El baño era muy reducido, y tuvo que apoyarse contra la pared mientras se quitaba los zapatos, los pantalones y los pantis, dejando un charco de sangre en las baldosas. Giró la pierna para examinar la herida. La bala no se había alojado en la pantorrilla; se había abierto paso arrancándole un trozo de carne. No había bañera, pero Anke tomó la alcachofa de la ducha y se pasó agua caliente por la herida antes de envolverse la pantorrilla con una toalla bien ceñida. Encontró el cajón del botiquín y lo volcó en la pila. Tomando una segunda toalla, la empapó de antiséptico. Había una venda todavía en su envoltorio, pero ningún otro tipo de apósito. Volvió al dormitorio y registró los cajones hasta encontrar un paquete de compresas.

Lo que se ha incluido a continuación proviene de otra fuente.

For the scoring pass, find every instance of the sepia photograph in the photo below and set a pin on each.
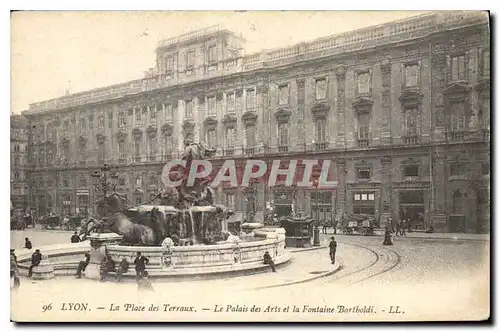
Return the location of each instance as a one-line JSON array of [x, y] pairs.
[[250, 166]]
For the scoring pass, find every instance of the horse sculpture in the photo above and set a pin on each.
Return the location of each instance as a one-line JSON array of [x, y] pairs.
[[119, 223]]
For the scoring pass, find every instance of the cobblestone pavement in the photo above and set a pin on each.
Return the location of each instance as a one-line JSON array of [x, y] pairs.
[[432, 278]]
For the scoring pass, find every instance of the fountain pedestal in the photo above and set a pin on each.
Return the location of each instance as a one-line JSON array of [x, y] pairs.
[[98, 242]]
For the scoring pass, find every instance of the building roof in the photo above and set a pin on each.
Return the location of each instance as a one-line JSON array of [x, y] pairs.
[[18, 121]]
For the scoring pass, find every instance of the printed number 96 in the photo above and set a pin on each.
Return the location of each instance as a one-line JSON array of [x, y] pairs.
[[47, 307]]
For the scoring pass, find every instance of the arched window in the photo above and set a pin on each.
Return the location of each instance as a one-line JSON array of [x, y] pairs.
[[458, 203]]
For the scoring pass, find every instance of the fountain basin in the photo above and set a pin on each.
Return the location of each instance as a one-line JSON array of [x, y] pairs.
[[187, 262]]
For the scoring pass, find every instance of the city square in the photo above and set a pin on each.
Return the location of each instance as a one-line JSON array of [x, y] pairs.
[[344, 178]]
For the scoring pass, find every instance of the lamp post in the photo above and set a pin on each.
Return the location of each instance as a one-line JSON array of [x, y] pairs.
[[105, 181], [316, 241]]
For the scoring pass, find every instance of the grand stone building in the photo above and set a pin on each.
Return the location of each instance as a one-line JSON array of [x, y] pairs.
[[401, 110], [18, 164]]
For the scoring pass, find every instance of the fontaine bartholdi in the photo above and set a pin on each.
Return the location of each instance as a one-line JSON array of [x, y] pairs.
[[184, 236], [186, 212]]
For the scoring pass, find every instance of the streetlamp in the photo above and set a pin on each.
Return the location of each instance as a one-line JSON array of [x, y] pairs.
[[316, 241], [105, 181]]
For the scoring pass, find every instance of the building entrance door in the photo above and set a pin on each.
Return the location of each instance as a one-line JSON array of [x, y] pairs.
[[456, 224], [284, 210]]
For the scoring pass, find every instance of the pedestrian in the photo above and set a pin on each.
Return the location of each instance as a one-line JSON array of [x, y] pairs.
[[143, 283], [82, 265], [387, 238], [140, 265], [404, 225], [269, 261], [122, 268], [333, 249], [36, 258], [75, 238], [398, 227], [14, 269]]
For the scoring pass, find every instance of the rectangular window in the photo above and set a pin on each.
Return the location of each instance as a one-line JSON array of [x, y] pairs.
[[169, 145], [137, 149], [485, 168], [190, 58], [321, 88], [188, 113], [169, 64], [250, 99], [363, 126], [486, 63], [457, 169], [230, 137], [411, 170], [230, 102], [283, 94], [411, 123], [320, 130], [411, 75], [230, 200], [282, 134], [212, 54], [168, 111], [364, 82], [250, 136], [211, 138], [121, 149], [100, 123], [363, 173], [458, 117], [152, 112], [212, 105], [152, 146], [458, 71]]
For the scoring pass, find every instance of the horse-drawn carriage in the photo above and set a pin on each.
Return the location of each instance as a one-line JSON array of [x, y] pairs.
[[358, 224], [72, 223], [51, 222]]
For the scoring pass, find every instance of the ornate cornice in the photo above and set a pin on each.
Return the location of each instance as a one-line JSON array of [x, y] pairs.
[[121, 136], [320, 110], [210, 122], [229, 120], [282, 115], [249, 118], [152, 130], [188, 125], [340, 73], [100, 138], [362, 104], [137, 132], [456, 89], [167, 129], [411, 98]]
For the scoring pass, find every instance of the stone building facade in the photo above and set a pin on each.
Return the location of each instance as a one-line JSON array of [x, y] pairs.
[[18, 164], [401, 110]]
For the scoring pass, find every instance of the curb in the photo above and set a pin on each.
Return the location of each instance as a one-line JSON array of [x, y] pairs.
[[309, 249], [337, 267]]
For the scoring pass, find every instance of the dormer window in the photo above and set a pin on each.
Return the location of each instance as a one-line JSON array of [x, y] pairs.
[[458, 68], [283, 94], [321, 87]]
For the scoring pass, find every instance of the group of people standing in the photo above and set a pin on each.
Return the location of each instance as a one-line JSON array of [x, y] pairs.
[[107, 265]]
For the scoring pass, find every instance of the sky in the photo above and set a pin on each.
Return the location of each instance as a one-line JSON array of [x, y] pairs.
[[55, 51]]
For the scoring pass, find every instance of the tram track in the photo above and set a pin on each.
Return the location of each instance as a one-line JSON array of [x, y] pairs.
[[386, 259]]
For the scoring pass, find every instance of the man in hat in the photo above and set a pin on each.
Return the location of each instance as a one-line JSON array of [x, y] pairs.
[[333, 249], [269, 261], [36, 258], [14, 269]]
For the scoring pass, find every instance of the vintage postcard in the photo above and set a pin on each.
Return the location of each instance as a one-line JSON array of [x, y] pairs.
[[250, 166]]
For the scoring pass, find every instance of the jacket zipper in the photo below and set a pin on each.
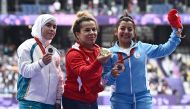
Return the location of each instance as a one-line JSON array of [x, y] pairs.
[[130, 75], [48, 85]]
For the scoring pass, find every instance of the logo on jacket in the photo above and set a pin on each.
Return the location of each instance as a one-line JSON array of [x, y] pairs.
[[137, 55]]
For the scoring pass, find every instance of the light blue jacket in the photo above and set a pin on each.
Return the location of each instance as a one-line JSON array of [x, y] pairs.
[[134, 78]]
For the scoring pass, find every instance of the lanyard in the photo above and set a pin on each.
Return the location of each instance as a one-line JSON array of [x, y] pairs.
[[40, 45], [121, 59]]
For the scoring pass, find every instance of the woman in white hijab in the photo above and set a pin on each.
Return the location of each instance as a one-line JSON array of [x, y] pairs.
[[40, 82]]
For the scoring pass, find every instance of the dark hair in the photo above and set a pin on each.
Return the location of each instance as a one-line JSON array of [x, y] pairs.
[[82, 16], [124, 17]]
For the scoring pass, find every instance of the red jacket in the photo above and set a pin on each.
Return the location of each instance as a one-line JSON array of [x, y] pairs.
[[84, 73]]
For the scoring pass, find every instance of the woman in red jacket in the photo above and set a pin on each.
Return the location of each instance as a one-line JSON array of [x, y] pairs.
[[83, 65]]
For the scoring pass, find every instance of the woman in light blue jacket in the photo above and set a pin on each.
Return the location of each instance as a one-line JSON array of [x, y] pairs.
[[126, 69]]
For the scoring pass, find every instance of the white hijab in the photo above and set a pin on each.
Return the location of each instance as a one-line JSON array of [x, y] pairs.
[[37, 27]]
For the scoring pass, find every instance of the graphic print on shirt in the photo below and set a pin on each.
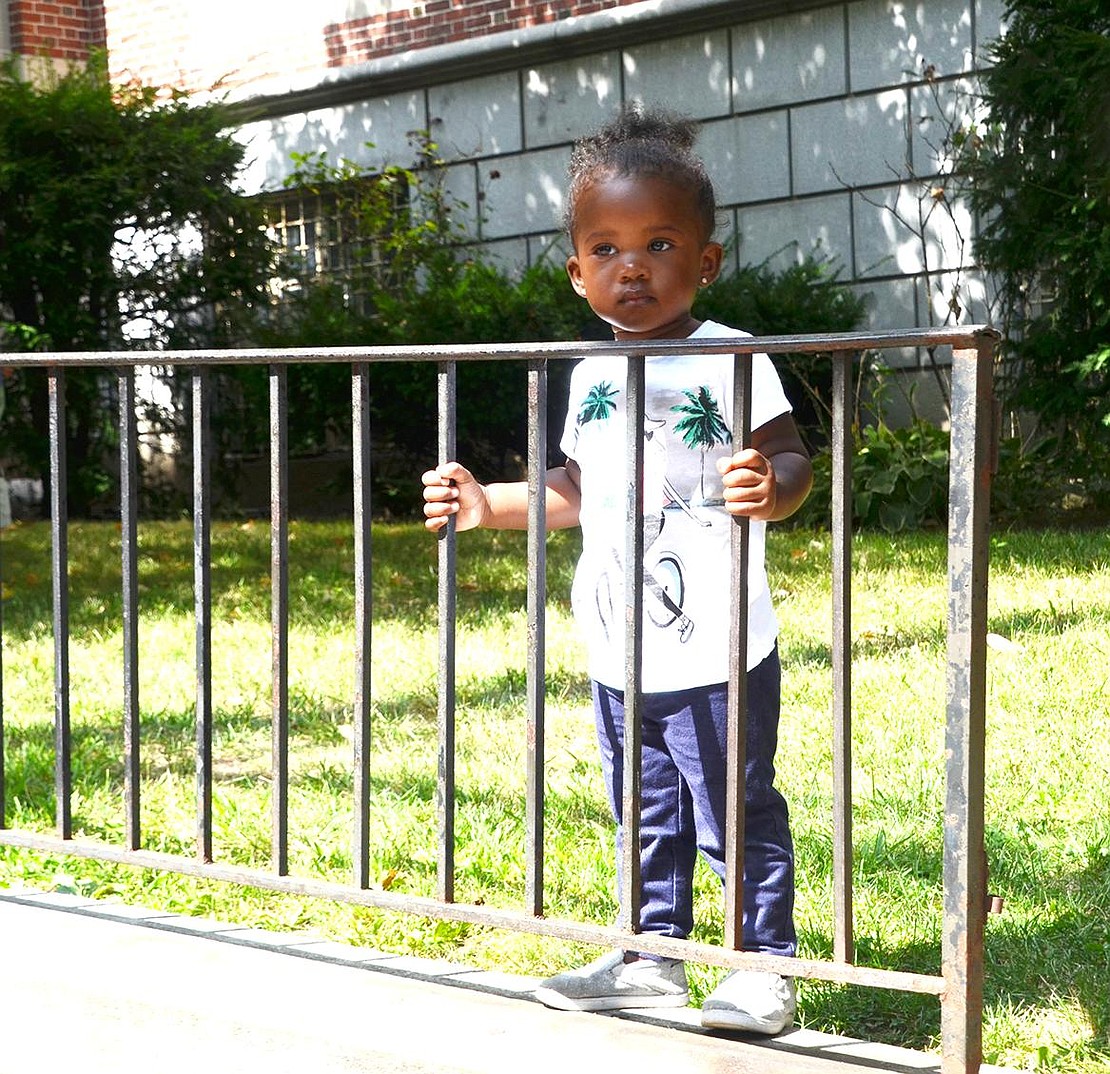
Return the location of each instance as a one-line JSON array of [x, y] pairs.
[[674, 480]]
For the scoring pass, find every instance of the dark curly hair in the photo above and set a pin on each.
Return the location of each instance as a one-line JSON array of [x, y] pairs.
[[639, 141]]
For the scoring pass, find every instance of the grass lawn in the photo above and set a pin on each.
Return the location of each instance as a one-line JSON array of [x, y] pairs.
[[1048, 770]]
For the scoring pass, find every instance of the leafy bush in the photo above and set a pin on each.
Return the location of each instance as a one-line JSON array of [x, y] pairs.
[[899, 479], [88, 173], [805, 297], [1039, 170]]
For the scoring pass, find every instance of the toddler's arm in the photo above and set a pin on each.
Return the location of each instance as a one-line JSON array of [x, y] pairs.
[[768, 480], [452, 489]]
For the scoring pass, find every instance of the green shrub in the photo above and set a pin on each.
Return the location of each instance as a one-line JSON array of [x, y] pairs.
[[805, 297], [899, 479]]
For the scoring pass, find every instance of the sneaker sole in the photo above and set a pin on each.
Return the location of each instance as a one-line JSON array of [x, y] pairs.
[[559, 1002], [744, 1022]]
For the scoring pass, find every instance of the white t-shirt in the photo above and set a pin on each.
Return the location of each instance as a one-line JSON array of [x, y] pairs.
[[687, 558]]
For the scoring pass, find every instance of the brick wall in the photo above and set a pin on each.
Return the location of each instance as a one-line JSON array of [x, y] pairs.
[[441, 21], [59, 30]]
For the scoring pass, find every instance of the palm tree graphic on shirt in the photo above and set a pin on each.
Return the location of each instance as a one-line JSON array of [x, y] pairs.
[[599, 403], [702, 425]]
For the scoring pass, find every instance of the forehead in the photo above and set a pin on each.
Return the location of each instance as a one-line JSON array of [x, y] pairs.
[[636, 200]]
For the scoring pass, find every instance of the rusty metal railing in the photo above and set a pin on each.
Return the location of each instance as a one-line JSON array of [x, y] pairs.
[[959, 983]]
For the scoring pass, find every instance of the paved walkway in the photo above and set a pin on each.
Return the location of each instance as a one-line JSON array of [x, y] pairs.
[[108, 989]]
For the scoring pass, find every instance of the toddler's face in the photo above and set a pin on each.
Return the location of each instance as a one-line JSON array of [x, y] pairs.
[[641, 255]]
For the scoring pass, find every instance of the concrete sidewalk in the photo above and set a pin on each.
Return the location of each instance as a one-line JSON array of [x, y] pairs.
[[107, 989]]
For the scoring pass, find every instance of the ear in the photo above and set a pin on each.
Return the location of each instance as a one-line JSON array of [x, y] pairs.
[[574, 271], [712, 256]]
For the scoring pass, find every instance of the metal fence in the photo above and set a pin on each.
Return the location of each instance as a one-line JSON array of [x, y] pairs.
[[958, 984]]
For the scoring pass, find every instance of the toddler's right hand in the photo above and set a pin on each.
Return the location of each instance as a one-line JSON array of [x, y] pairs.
[[451, 489]]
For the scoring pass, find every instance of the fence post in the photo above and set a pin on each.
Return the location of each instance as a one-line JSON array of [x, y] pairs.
[[59, 530], [968, 556]]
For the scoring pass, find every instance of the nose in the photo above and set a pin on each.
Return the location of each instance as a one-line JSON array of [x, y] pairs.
[[633, 267]]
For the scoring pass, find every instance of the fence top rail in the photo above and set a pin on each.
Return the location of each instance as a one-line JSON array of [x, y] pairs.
[[966, 336]]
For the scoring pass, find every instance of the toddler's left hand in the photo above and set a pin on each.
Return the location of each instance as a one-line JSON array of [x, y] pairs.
[[749, 485]]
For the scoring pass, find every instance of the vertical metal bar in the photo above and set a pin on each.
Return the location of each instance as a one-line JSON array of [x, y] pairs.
[[129, 569], [59, 532], [536, 614], [446, 383], [363, 618], [632, 782], [202, 606], [279, 614], [736, 745], [3, 822], [843, 926], [965, 736]]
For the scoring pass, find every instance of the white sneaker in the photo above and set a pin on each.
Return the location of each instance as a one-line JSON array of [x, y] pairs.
[[609, 983], [752, 1001]]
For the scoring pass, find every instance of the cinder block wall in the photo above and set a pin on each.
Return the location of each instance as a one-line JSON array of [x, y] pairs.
[[813, 120]]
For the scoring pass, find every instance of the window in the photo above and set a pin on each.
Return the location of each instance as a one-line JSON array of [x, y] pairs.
[[336, 232]]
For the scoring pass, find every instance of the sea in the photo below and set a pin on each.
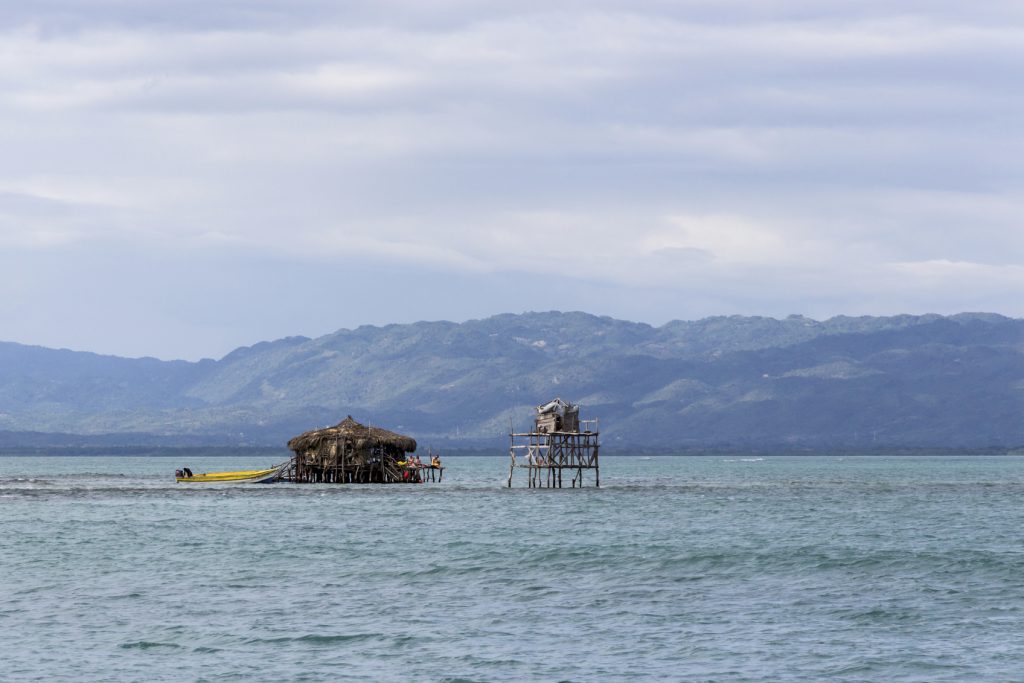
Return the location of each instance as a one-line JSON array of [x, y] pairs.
[[677, 568]]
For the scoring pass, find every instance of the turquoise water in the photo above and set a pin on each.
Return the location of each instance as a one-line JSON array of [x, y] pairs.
[[678, 568]]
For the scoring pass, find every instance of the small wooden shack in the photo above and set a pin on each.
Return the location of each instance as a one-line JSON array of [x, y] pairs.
[[559, 441], [352, 453]]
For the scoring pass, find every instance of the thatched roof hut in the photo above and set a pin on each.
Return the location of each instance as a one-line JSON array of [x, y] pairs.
[[355, 437]]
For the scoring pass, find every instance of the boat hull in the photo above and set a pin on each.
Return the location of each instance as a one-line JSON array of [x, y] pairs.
[[245, 476]]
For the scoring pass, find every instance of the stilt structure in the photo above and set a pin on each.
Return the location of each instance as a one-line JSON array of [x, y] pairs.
[[560, 443], [351, 453]]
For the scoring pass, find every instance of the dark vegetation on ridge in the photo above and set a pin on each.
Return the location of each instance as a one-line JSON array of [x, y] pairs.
[[734, 383]]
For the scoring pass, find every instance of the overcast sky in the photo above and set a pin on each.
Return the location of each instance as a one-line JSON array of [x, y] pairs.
[[180, 178]]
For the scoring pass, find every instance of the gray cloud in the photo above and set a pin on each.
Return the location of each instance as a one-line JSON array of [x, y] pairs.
[[713, 157]]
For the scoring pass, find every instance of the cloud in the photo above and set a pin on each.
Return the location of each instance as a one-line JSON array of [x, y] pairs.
[[774, 158]]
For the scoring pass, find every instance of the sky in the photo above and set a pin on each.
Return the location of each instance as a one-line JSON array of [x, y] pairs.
[[181, 178]]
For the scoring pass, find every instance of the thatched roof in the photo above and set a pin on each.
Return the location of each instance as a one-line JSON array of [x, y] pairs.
[[358, 436]]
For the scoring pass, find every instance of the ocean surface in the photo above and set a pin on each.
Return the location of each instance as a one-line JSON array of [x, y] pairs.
[[717, 568]]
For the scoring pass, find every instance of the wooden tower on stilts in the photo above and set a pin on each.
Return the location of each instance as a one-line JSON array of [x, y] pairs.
[[560, 446]]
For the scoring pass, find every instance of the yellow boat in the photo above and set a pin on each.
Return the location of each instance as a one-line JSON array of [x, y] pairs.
[[245, 476]]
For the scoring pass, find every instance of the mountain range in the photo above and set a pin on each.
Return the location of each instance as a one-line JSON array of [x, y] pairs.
[[738, 383]]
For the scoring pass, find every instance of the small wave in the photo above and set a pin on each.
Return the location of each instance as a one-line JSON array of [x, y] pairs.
[[318, 639], [146, 645]]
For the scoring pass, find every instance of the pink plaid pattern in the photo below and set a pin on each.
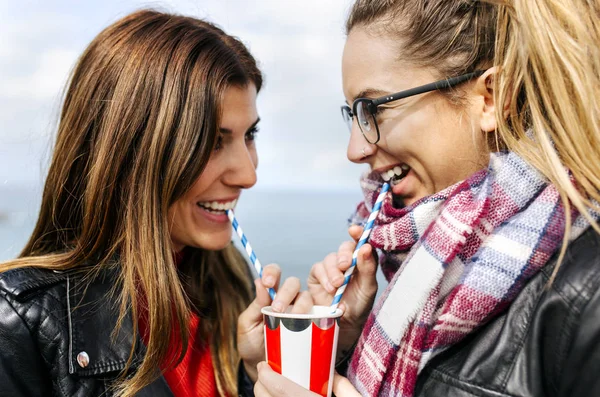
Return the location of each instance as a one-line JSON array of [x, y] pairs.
[[453, 261]]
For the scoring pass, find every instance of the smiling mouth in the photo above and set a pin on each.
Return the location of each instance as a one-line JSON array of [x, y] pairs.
[[396, 174], [216, 207]]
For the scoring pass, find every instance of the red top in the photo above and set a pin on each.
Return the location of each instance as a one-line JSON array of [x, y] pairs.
[[194, 375]]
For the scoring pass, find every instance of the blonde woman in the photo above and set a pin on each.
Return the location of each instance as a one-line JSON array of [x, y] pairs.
[[490, 238], [129, 284]]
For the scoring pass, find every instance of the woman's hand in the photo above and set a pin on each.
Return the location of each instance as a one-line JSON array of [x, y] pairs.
[[327, 276], [250, 330], [271, 384]]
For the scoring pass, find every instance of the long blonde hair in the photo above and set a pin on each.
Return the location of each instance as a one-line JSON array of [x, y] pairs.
[[549, 57], [138, 125]]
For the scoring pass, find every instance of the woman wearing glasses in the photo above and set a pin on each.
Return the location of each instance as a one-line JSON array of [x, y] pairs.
[[489, 240]]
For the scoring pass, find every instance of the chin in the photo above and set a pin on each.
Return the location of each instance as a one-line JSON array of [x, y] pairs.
[[213, 242]]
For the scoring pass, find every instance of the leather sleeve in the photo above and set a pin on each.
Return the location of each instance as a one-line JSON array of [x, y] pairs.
[[581, 368], [22, 370]]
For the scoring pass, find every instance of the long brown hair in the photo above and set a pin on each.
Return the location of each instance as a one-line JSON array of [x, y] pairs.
[[138, 125], [548, 59]]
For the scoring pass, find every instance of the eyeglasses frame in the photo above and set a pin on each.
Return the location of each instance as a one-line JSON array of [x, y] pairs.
[[372, 104]]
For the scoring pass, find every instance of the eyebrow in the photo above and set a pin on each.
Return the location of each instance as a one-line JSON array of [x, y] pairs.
[[227, 131], [371, 93]]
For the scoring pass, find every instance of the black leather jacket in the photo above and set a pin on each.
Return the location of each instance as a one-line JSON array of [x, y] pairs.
[[546, 344], [49, 326]]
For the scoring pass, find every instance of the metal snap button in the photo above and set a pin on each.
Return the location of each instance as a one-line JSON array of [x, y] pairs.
[[83, 359]]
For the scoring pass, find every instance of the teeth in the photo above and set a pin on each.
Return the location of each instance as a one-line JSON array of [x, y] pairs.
[[216, 206], [395, 173]]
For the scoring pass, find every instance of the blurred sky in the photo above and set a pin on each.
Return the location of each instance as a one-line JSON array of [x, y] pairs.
[[298, 43]]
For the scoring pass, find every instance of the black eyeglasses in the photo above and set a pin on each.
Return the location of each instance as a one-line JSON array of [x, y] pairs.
[[366, 109]]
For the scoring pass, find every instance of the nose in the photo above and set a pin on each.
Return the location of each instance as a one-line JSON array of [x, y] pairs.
[[359, 149], [243, 163]]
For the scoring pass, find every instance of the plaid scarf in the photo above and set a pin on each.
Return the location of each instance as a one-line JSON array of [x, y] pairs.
[[453, 260]]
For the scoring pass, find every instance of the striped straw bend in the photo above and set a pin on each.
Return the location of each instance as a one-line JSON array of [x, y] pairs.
[[363, 239], [248, 248]]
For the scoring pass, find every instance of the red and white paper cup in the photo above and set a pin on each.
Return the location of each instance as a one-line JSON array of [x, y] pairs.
[[302, 347]]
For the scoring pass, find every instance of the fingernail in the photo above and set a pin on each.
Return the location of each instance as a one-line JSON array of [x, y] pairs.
[[330, 288], [269, 281]]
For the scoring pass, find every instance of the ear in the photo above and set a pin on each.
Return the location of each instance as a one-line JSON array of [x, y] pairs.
[[484, 87]]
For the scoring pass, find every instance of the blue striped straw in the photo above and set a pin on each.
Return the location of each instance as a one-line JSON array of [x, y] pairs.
[[248, 248], [363, 239]]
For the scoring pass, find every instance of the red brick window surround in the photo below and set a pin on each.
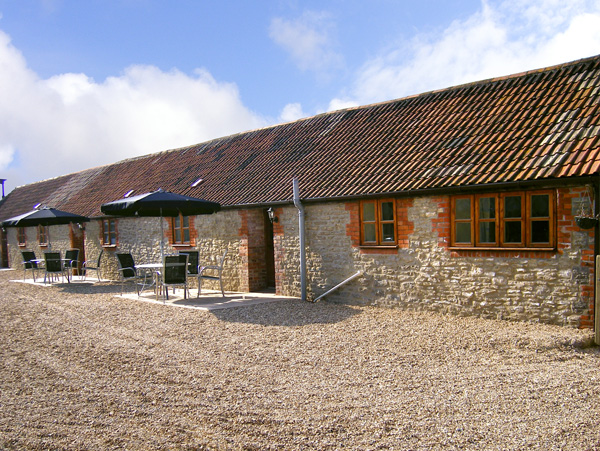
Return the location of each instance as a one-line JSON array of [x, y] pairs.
[[508, 220], [108, 232], [378, 226]]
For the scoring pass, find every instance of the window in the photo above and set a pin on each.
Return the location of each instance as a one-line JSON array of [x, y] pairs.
[[43, 235], [109, 232], [378, 222], [21, 236], [508, 220], [181, 229]]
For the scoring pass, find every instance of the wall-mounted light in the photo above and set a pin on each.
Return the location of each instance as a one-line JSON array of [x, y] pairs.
[[272, 216]]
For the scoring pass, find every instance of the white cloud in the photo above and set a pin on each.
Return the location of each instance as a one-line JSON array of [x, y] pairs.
[[291, 112], [70, 122], [309, 41], [502, 38]]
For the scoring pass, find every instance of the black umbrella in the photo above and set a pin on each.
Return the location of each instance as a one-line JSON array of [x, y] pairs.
[[160, 203], [45, 216]]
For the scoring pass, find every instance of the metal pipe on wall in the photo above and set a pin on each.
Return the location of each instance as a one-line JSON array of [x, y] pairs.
[[300, 208]]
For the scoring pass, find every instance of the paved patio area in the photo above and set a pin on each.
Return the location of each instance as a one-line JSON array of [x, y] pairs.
[[208, 300]]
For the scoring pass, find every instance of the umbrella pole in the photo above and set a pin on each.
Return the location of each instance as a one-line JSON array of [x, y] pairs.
[[162, 250]]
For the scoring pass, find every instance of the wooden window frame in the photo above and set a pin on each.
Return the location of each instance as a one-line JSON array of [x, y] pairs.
[[181, 229], [42, 232], [111, 233], [21, 236], [526, 220], [378, 222]]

De nuevo en el baño, se quitó la toalla de la pierna y puso la otra, empapada de antiséptico, sobre la herida. Un dolor ardiente la recorrió como una explosión. Reprimió un grito, convirtiéndolo en un ruido inhumano entre sus dientes apretados. Aplicando un par de compresas a la herida, las fijó firmemente con la venda. Al terminar, se lavó las manos y se limpió el sudor de la frente. Había una foto en el tocador, presumiblemente de la pareja que vivía en el apartamento. La mujer era alta y delgada como Anke, y no parecía una talla entera más grande, pero tenía el pelo oscuro y un tono de piel oliváceo. Llevaba más maquillaje, y más oscuro, del que solía ponerse ella, y Anke se pasó cinco minutos frente al espejo aplicándose su colorete hasta cambiar por completo de aspecto. Luego se puso la ropa que había escogido y se calzó por debajo de los pantalones unas botas que le llegaban hasta la rodilla. Tuvo que hacer un esfuerzo para subir la cremallera de la izquierda por encima de la herida, pero le pareció que la propia bota ayudaría a mantener el vendaje en su sitio.
Cuando se hubo puesto toda la ropa, incluido un abrigo hasta el tobillo y un gorro tipo boina, se miró en el espejo. Una mujer distinta de distinto estilo, con otra historia, otra vida.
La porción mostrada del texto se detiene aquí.